Memorial Sloan-Kettering Cancer Centre, Weill Medical College of Cornell University, Department of Medicine, GI Oncology Service
New York, NY, USA
The majority of patients diagnosed with adenocarcinoma of the pancreas have advanced disease at presentation, with only 20% surviving beyond one year. Even among the 10% to 15% of patients who present with localized disease, only 20% will be alive 5 years post surgical resection. Systemic therapy for pancreatic adenocarcinoma to date has failed to provide more than a very modest survival benefit for patients with advanced disease.
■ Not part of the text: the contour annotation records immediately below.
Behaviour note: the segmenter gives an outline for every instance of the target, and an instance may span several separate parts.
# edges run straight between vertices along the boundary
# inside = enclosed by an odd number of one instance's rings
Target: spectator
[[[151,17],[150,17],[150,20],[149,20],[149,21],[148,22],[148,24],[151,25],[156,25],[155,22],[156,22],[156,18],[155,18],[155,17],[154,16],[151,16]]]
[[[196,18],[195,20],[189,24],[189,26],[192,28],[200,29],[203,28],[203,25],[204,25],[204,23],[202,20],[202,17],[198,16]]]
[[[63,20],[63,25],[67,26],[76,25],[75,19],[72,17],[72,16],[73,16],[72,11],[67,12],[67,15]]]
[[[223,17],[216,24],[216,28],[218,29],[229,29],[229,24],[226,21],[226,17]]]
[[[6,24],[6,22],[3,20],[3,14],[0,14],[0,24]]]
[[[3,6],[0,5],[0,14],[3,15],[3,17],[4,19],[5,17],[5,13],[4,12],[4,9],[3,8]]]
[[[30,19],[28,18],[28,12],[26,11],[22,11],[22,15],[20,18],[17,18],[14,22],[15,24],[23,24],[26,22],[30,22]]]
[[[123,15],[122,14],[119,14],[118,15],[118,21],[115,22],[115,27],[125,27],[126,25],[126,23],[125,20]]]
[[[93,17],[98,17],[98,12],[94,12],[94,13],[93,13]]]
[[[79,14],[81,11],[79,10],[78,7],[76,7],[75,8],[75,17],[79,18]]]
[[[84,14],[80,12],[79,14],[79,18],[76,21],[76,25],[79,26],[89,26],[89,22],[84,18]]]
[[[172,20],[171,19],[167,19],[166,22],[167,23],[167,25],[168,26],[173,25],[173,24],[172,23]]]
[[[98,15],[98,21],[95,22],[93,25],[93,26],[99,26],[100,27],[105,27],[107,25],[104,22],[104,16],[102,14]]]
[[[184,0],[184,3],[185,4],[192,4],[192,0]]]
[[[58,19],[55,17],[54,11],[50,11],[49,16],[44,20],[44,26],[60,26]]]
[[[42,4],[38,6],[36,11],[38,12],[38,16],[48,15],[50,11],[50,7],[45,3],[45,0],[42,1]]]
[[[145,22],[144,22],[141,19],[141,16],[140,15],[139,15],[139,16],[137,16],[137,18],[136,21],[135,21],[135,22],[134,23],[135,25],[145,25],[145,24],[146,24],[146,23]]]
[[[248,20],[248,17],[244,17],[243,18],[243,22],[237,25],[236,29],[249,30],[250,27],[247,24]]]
However, the past decade has seen significant advances in the understanding of the molecular pathogenesis of pancreatic cancer, culminating in the sequencing of the pancreatic cancer genome. New generations of therapeutic agents targeting key oncogenic cellular signaling pathways are currently under evaluation in advanced pancreatic adenocarcinoma. Although thus far only erlotinib has been shown to improve survival when compared to gemcitabine monotherapy, the authors anticipate that further developments in biomarker analysis and pharmacogenomics, along with the identification of new drugs will help maximize the benefit of novel therapeutics by directing effective use in the future. Herein the authors review the evidence to date for the use of novel cytotoxic and molecularly targeted agents in pancreatic adenocarcinoma, and discuss key areas for future therapeutic development.